It's time to catch up on the current events compost pail — don't look, it's still banana peels! Florida Gov. Ron DeSantis' campaign has pledged a "reset" after a no-good, very bad recent streak.
To review: The campaign cut more than a third of staffers, including one who (aggrieved sigh) shared and possibly created a meme with a Nazi symbol. Meanwhile, Florida education officials detailed a potential upside to slavery — it taught important life skills? — within new middle school standards. This drew a rebuke from Vice President Kamala Harris, whose rebuke drew a rebuke from critics who said she was overly rebuking just part of the standards. Brief pause to say, OK, AND? Still bad!? Anyway, DeSantis rebuked the rebukes to the rebukes and said he wasn't involved.
So, things are not looking super for Tampa Bay's hometown guy. While some voters are surely turning away from the parade of cruelty, moral panic and insurance mayhem, recent presidential history has taught us that one can be an evil circus clown who gets indicted for sport yet maintain an ardent fan base. Something else is at work, and that something may be pudding. Well, what pudding represents.
The New Republic recently explained that no one likes DeSantis: "Voters — and the national media — have noticed that he's, well, a bit weird. Stories about DeSantis's lack of charisma and general off-puttingness abound, reinforcing the idea that he's cold and awkward." The piece goes on to compare him to noted social Demogorgon Sen. Ted Cruz, bringing up his odd laugh and rehashing the persistent low-blow rumor that he once ate pudding with his fingers.
Regarding pudding: I defend this move, because sometimes there is no spoon. What was he supposed to do, not eat the pudding? Was he supposed to use a comb like Sen. Amy Klobuchar? He could have opted for the "squeeze the base" technique, but the good lord put little extenders on our hands for a reason.
Bigger picture, though, is that some of us Floridians are popping our gum. We TOLD you, United States. We told you that you'd invite Ron to your party and everyone would migrate to the kitchen to flee the conversation. Like, maybe the campaign can offload Nazi enthusiasts and control spending, but can they make voters want to, in "Hamilton" lexicon, have a beer with him?
To clarify, this conversation is about men. If we were talking about female candidates, the column would be much shorter. No female candidate can be liked in America, and that is because we have cooties.
Look, I have never claimed to be a political analyst, simply a person who gets lost in thought and blinks out my contact lenses. Lately, though, I have been pondering the timeless territory tread upon by the Howard Deans of yore, the fact that elections often come down to tics and vibes. I have concluded, after some restorative pudding, that being likable isn't something a person can practice. It has more to do with raw oblivion, with not grasping one's true essence in the first place.
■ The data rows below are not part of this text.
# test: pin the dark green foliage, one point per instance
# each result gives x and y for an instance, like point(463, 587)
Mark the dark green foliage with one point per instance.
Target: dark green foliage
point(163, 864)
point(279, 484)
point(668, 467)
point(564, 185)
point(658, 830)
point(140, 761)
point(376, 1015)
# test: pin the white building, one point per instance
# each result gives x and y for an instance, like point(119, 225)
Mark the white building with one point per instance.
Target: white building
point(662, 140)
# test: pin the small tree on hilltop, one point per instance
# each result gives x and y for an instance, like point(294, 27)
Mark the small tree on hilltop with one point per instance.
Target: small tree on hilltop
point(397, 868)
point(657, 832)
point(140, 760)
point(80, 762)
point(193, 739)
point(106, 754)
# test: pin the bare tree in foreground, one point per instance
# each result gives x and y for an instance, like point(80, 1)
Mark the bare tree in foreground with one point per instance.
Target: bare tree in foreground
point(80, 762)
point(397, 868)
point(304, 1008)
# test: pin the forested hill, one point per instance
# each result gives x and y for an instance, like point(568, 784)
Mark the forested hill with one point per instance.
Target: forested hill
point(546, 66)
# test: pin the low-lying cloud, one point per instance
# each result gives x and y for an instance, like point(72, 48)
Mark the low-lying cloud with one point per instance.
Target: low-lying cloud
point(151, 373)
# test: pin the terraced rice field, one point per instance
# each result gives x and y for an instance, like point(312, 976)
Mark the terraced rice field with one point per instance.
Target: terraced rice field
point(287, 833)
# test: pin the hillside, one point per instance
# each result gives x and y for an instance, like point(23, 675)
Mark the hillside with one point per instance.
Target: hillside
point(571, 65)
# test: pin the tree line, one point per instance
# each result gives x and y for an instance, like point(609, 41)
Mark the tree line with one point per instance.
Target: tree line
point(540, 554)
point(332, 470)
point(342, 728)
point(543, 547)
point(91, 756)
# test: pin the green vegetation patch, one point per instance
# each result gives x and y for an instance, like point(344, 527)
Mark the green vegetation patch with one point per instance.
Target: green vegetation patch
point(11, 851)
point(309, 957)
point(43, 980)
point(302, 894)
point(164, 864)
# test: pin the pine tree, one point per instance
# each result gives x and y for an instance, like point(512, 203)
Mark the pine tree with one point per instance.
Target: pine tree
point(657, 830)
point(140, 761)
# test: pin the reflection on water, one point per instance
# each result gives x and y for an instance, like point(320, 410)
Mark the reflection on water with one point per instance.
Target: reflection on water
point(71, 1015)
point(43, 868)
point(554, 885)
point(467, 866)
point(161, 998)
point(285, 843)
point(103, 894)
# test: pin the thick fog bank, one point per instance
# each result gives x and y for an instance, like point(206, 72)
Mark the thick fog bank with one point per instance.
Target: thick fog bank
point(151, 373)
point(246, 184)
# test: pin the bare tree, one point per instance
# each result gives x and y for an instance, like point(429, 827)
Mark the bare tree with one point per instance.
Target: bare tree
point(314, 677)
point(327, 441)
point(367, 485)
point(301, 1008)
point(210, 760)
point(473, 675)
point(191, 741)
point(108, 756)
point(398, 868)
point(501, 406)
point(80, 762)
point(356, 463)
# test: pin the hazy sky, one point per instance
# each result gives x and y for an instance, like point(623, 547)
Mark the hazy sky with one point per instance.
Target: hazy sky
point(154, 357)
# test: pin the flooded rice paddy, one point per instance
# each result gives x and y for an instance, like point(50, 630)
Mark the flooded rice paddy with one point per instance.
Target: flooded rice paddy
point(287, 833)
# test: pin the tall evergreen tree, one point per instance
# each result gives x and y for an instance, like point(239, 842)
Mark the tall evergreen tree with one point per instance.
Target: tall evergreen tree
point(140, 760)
Self-consciousness is pouring off DeSantis in buckets. Being congenial clearly does not come naturally to the man, and my sense is he knows it. Let's imagine, not hard, that he does something awkward. Like, maybe he says, "Thanks you very such" to a donor. My money says he retreats to a hotel and sulks. I would do the same. I would relive the moment in my head for five hours while watching "NCIS" on USA Network. Yeah, I'm supposed to be at the diner eating short stacks with railway workers named Gary, but I am simply astew in masochism. The six campaign staffers in the hall of the Courtyard by Marriott can do nothing to fix it.
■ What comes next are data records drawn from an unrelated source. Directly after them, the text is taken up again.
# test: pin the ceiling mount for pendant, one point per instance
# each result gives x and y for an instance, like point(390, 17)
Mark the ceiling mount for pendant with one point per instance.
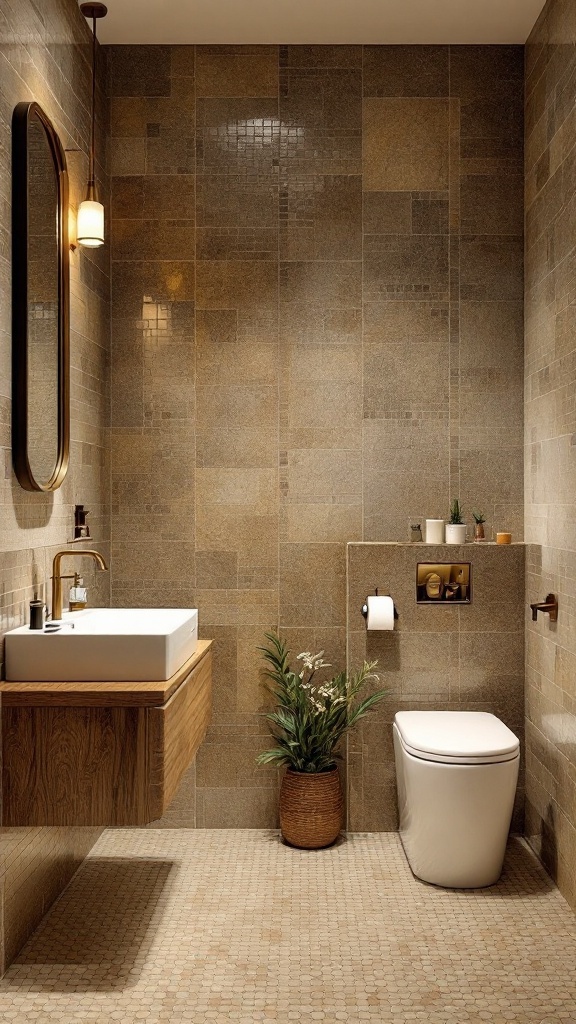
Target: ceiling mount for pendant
point(90, 212)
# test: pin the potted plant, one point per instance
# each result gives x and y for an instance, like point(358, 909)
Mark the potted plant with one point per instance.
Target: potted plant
point(479, 519)
point(307, 722)
point(456, 527)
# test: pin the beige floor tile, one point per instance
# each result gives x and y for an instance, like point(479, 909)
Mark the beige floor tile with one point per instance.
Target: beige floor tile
point(230, 925)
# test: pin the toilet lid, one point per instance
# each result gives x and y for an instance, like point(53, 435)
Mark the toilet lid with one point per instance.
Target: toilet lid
point(456, 736)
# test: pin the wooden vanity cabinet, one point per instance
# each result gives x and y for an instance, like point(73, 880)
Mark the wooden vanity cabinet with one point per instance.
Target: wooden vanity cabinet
point(101, 754)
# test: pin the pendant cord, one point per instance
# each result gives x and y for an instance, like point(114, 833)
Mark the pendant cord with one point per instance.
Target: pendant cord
point(91, 168)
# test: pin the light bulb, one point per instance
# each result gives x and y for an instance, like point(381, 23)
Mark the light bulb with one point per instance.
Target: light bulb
point(89, 226)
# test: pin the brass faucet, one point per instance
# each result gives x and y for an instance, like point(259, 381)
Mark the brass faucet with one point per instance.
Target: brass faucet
point(57, 578)
point(549, 605)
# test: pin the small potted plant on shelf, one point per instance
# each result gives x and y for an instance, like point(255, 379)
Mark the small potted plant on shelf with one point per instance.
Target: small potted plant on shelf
point(456, 527)
point(307, 722)
point(479, 519)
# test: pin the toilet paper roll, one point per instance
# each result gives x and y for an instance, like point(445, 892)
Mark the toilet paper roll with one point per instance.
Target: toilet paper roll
point(380, 612)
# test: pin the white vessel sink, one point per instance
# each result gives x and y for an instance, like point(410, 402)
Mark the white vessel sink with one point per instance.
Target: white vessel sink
point(105, 645)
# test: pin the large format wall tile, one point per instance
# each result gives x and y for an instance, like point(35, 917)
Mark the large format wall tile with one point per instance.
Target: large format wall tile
point(317, 335)
point(466, 657)
point(550, 454)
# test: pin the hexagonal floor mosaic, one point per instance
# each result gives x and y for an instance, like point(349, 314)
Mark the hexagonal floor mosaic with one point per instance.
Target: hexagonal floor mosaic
point(215, 926)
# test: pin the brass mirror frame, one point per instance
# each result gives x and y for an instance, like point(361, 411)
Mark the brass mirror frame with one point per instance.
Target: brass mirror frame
point(21, 166)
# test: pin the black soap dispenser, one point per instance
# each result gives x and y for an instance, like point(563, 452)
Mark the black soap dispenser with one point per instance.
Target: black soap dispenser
point(37, 613)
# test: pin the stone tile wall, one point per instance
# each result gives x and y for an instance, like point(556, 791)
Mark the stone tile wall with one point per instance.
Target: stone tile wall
point(45, 55)
point(317, 333)
point(459, 657)
point(550, 437)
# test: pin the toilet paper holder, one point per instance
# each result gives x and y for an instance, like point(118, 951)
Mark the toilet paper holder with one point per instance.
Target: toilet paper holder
point(364, 608)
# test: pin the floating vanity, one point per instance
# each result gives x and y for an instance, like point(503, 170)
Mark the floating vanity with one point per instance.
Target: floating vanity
point(101, 753)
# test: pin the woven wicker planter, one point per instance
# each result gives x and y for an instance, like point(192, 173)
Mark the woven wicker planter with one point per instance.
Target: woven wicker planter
point(311, 808)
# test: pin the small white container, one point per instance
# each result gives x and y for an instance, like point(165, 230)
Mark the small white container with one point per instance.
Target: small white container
point(455, 532)
point(435, 531)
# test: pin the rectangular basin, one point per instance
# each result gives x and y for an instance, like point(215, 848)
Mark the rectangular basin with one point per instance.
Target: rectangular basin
point(105, 645)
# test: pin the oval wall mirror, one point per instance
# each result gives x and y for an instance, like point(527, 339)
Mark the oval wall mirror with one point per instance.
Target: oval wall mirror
point(40, 302)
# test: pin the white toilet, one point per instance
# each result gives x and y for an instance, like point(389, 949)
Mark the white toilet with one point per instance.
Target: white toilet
point(456, 777)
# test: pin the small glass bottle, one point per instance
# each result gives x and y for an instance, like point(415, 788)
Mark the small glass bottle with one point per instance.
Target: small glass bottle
point(78, 595)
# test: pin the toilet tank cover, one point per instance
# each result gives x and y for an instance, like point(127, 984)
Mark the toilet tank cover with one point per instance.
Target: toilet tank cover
point(470, 735)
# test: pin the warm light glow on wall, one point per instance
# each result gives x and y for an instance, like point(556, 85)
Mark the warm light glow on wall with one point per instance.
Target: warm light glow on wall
point(89, 225)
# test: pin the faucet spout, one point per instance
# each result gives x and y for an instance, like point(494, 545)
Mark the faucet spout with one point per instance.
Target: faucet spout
point(57, 577)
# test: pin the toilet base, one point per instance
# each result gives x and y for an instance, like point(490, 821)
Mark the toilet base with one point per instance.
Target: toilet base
point(454, 818)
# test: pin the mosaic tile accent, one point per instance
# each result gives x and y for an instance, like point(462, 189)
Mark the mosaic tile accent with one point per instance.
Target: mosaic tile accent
point(296, 364)
point(234, 926)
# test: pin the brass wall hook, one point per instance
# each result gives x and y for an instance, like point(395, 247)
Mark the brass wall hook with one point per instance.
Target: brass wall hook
point(549, 606)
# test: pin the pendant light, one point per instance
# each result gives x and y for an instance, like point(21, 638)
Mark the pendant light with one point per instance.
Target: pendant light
point(89, 228)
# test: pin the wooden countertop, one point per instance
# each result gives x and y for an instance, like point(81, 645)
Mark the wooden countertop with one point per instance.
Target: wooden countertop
point(99, 694)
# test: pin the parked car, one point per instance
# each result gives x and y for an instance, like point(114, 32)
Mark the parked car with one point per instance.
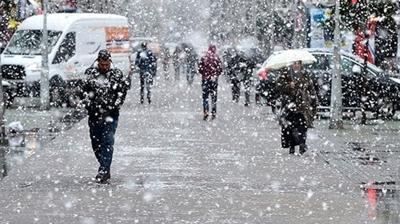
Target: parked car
point(373, 89)
point(74, 40)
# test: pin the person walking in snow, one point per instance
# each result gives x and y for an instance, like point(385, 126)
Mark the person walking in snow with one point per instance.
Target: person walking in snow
point(210, 68)
point(105, 89)
point(147, 64)
point(298, 100)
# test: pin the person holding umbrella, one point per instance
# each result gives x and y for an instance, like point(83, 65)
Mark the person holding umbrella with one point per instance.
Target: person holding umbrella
point(298, 98)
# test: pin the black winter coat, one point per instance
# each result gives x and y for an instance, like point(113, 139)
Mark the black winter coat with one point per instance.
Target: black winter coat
point(104, 94)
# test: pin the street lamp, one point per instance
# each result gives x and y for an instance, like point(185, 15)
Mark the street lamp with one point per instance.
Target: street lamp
point(336, 121)
point(44, 75)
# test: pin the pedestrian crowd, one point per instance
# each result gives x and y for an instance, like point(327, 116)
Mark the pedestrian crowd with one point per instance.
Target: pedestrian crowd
point(105, 88)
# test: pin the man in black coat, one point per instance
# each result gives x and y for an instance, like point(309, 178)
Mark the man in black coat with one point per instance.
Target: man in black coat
point(240, 71)
point(105, 89)
point(147, 64)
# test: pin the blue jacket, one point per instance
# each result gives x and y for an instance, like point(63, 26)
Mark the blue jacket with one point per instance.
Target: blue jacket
point(146, 62)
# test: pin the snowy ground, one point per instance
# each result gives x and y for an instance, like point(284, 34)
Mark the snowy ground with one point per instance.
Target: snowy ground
point(170, 166)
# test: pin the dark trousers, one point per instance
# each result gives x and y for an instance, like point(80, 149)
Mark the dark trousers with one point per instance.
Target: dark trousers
point(102, 133)
point(295, 131)
point(210, 90)
point(146, 81)
point(236, 89)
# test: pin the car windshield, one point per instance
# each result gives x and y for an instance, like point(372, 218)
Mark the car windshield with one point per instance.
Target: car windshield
point(27, 42)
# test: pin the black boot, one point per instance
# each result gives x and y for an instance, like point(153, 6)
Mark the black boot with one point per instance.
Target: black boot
point(291, 150)
point(102, 177)
point(303, 149)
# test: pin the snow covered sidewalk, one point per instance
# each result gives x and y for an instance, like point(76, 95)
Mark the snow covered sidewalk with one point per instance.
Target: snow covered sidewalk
point(170, 166)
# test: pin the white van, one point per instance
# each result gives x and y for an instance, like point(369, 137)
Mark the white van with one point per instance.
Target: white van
point(74, 39)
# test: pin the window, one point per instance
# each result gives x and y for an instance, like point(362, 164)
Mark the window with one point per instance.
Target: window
point(28, 42)
point(67, 49)
point(323, 62)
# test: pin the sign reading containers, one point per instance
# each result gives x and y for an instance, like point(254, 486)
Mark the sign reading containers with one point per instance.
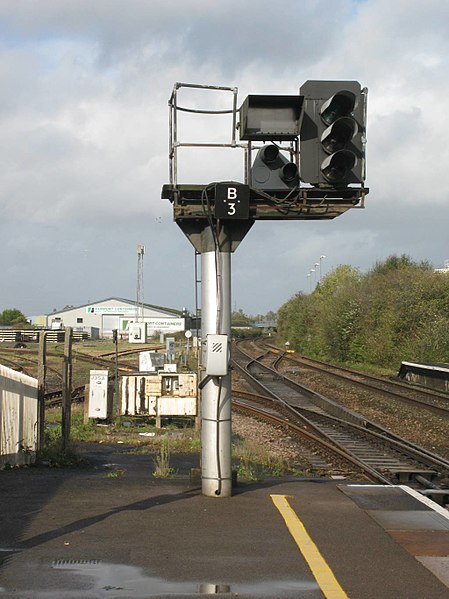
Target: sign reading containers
point(153, 324)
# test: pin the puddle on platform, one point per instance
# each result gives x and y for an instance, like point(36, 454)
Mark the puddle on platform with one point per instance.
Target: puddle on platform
point(131, 582)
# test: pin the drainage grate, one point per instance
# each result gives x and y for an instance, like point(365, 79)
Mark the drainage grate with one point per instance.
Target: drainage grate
point(74, 563)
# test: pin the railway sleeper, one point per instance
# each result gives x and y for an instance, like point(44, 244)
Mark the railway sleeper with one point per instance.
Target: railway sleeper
point(440, 496)
point(406, 475)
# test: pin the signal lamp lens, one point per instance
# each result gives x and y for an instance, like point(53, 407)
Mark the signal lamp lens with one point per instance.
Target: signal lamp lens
point(269, 153)
point(339, 105)
point(338, 135)
point(336, 167)
point(289, 172)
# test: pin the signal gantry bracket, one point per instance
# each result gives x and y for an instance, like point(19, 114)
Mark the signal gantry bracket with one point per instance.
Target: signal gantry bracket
point(313, 167)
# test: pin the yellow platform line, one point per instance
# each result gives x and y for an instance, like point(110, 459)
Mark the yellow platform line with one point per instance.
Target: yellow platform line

Then there's former President Donald Trump, who will clearly be the candidate again unless ... no, there is almost no scenario. He is equally a cartoon villain, but one graced with an absolute lack of self-awareness, or at least a blessed unbotheredness. This fractious personality feature appeals to many denizens of this young nation that claims no romance languages or classical architecture. The man routinely makes zero sense and does crimes, yet he thinks he's spectacular. And the jokes do hit, if we're being honest. I mean, "Meatball Ron" is pure poetry. Trump is the uncle you secretly want to see at Thanksgiving, even though the cops might come.
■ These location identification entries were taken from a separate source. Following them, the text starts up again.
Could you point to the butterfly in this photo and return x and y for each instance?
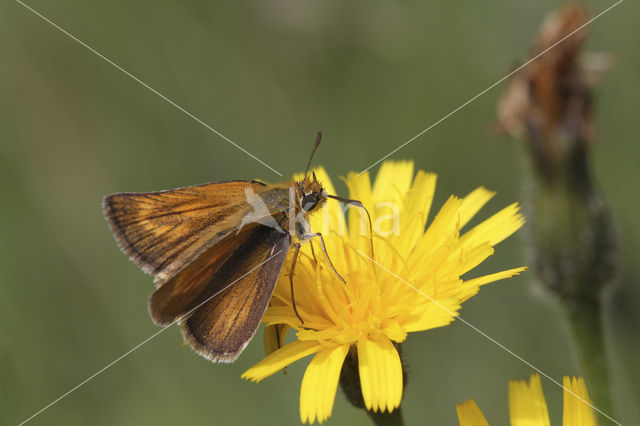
(216, 251)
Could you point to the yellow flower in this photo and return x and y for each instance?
(527, 406)
(375, 308)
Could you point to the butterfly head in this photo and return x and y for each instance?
(311, 194)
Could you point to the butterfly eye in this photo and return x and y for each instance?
(309, 201)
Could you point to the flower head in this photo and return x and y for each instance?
(527, 406)
(401, 279)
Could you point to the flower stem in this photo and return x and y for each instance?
(350, 384)
(586, 328)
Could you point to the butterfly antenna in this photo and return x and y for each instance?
(313, 151)
(359, 204)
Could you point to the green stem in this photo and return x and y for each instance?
(585, 322)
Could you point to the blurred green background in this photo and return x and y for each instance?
(268, 74)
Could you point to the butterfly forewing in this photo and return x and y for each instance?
(222, 326)
(164, 231)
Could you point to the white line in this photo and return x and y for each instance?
(151, 89)
(139, 344)
(492, 339)
(492, 86)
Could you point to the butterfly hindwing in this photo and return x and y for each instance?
(192, 285)
(224, 324)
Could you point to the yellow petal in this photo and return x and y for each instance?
(527, 406)
(434, 315)
(576, 409)
(496, 228)
(319, 384)
(393, 181)
(470, 415)
(473, 202)
(281, 358)
(380, 373)
(486, 279)
(274, 337)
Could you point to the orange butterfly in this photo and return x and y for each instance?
(216, 251)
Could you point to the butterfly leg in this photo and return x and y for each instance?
(293, 267)
(324, 249)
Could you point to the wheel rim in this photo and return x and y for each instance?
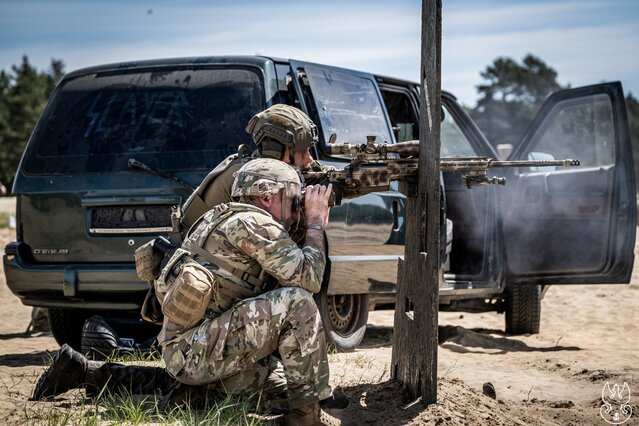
(343, 312)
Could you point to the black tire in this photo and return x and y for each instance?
(523, 309)
(344, 317)
(66, 326)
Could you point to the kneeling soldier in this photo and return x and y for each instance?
(237, 298)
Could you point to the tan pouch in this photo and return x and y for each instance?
(188, 296)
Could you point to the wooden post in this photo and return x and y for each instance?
(414, 360)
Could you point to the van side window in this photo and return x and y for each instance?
(453, 141)
(347, 104)
(178, 119)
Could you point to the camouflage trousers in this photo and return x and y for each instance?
(235, 348)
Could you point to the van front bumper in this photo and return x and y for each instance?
(113, 286)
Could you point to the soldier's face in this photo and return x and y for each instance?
(303, 160)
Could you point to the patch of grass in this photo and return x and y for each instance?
(135, 410)
(74, 408)
(363, 361)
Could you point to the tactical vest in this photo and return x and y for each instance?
(232, 283)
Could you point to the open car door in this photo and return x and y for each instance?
(577, 225)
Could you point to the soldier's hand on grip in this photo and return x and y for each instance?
(316, 204)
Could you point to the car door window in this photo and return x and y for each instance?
(453, 141)
(579, 128)
(348, 105)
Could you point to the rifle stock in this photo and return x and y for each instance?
(374, 166)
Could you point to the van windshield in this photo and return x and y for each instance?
(180, 119)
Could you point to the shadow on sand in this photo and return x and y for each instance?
(463, 340)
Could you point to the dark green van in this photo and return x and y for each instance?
(82, 210)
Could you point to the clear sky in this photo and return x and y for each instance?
(586, 41)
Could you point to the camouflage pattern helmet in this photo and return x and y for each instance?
(285, 124)
(265, 177)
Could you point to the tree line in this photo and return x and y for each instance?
(509, 96)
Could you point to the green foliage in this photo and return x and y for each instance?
(512, 96)
(23, 94)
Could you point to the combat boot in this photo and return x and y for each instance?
(337, 401)
(310, 415)
(100, 341)
(68, 371)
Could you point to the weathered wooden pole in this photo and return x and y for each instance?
(414, 360)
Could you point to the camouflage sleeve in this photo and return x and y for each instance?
(266, 241)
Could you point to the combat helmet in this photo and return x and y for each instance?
(285, 124)
(264, 177)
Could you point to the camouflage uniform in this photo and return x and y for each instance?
(247, 321)
(237, 334)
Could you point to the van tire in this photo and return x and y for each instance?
(344, 317)
(66, 326)
(523, 309)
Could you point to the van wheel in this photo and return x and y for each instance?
(66, 326)
(345, 317)
(523, 309)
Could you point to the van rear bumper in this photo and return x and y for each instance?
(113, 286)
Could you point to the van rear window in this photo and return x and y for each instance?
(170, 119)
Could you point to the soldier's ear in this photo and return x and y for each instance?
(265, 201)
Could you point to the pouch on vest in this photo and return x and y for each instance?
(187, 298)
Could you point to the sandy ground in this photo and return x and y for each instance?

While we're at it, President Joe Biden has a dash of this flavor, too. This is why he had to stop squeezing people on the shoulders so much. Biden would slide into the same side of the booth with you at a one-on-one work lunch, you know? And you'd go back to the office all, "I don't think he meant anything by it, but it was weird. Like, why would he do that?" Trump and Biden will uncle joke each other to the end of our nation's dark denouement, while we in Florida remain stuck with DeSantis on the fire escape because he changed the rules so he could stay at the party he hates being at. Baffling!
There's a lesson in here for America's future, right out of Florida. Children, are you listening? If you want to succeed in leadership, stop caring this instant whether people like you. Don't be a wicked troll, please. Develop strong, intelligent policies that will help the American people, stow them in your back pocket, then run for office on a platform of Margaritas for All. Eat pudding with your fingers ON CAMERA. Get all five of nature's scoopers down in there, and the votes will cascade in like a sugar rush. This is the only way forward.